Alison Grainger, the Hambleton Foodshare coordinator, arranges for the family to receive a package containing three meals for three days. The food bank is only open for emergencies on weekends, so supplies will need to stretch over at least five days.

It is, says Grainger, as if the charity is just “putting a band aid on a massive wound”.

“There’s nothing. There’s no safety net,” she said. “People just go through the little holes and everything seems difficult for people to navigate.”

In one of the richest parts of the region, in a constituency represented by the man campaigning to be prime minister – often described as the wealthiest member of parliament – growing numbers of people are struggling to cope with the rising cost of living.

Hambleton Foodshare issued 397 parcels in May – its busiest month and nearly double the number for May last year. It distributed more emergency supplies in April, May and June this year – 1,055 – than it did in its first year of operation in 2012. More than half of the 1,970 food parcels distributed during the first six months of this year were aimed at children.

Sunak, who has represented the constituency of Richmond, North Yorkshire, since 2015, became the first frontline politician to make the Sunday Times rich list this year, with an estimated fortune of £730million along with his wife , Akshata Murty.

The couple bought a Grade II listed mansion for £1.5million from Kirby Sigston the year he was elected. Last year they obtained planning permission to build a large leisure area in the garden, complete with a 20 meter swimming pool, tennis court and gym.

The Sunaks’ property is surrounded by hundreds of acres of rolling fields and farmland in one of the most desirable places to live. House prices in Richmondshire rose 29% to average just over £250,000 last year, the biggest increase in Britain. Its unemployment rate is less than half the national average.

Beyond the well-heeled high street of Northallerton, however, many people at work are increasingly reliant on charity. “Before the pandemic, the reason people came often was because of [welfare] sanctions,” said Michael Webster, chairman of the Hambleton Foodshare directors. “It’s very small now. Now it’s just people who don’t have enough money.

Rishi Sunak’s constituency house in Kirby Sigston. Photograph: Richard Saker/The Observer

A growing number of people say they turn off their freezers or stoves to save electricity, Grainger said.

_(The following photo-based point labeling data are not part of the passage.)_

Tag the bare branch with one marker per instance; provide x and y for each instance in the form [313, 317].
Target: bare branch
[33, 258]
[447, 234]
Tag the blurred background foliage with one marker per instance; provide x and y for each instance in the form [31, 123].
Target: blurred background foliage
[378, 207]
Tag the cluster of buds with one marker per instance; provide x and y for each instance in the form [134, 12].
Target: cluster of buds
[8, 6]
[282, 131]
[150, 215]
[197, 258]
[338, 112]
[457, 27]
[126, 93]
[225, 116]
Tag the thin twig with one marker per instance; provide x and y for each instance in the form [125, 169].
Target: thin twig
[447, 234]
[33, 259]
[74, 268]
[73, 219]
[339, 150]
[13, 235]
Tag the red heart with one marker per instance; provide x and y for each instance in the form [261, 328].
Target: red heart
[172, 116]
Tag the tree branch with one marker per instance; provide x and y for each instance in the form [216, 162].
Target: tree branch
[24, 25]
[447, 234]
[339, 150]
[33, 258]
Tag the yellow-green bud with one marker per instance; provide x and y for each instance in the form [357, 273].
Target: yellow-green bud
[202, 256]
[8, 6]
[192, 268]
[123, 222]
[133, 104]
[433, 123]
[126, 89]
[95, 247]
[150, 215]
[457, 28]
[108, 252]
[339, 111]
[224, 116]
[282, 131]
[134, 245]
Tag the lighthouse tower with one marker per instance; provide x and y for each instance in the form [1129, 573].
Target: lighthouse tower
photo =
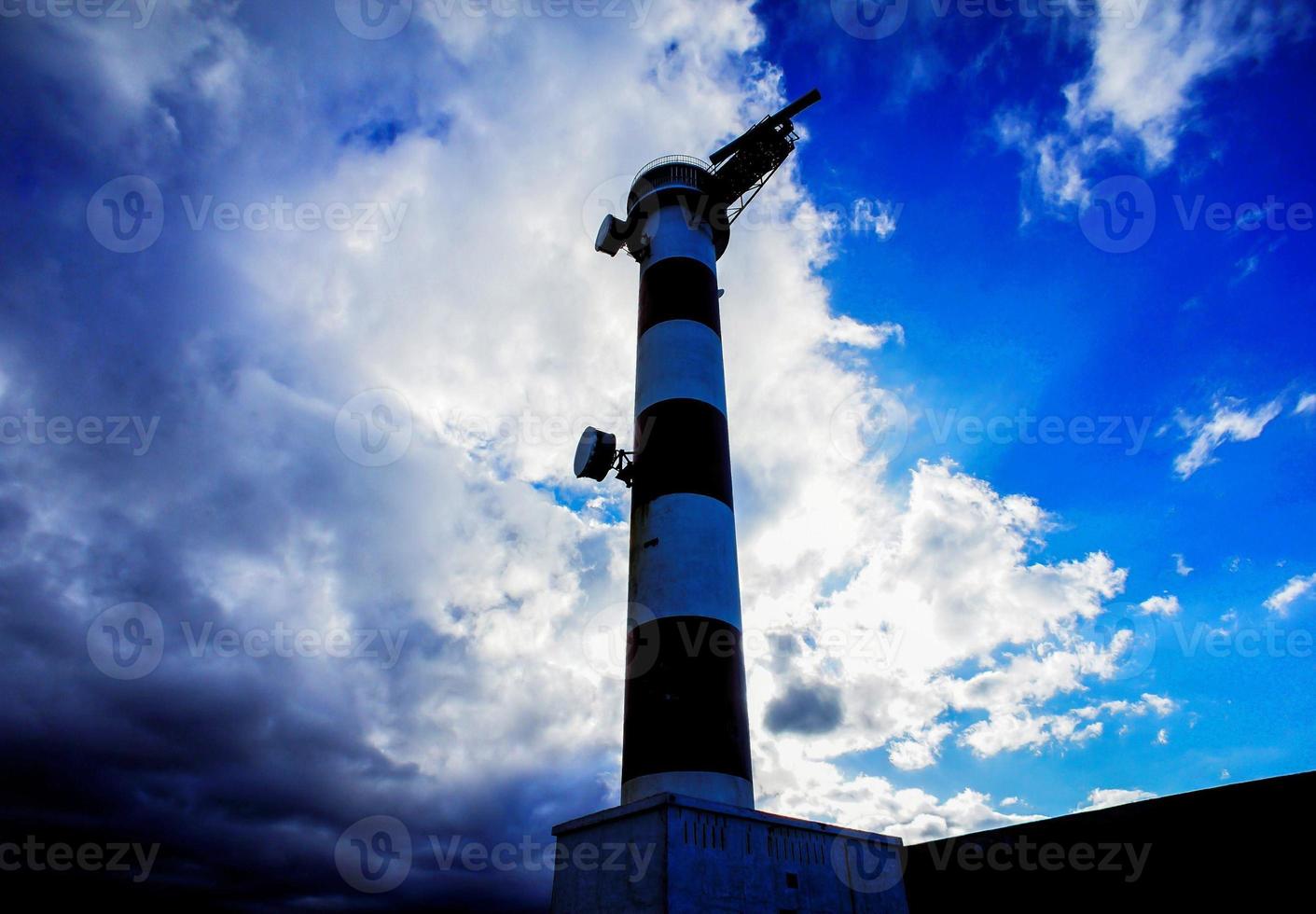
[686, 720]
[687, 789]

More and more people are relying on food parcels to be delivered to them because they cannot afford bus fare or fuel to drive.

Sunak’s decision to withdraw £20 a week from Universal Credit payments last October was “so disappointing because maybe it gave people a bit of dignity to be able to afford the weird thing”, Grainger said.

But it goes beyond the former chancellor, to an ‘indifferent’ welfare system and a political class that ‘doesn’t understand the reality of what it really is. Even we don’t understand it, but we we can see the immediacy of it.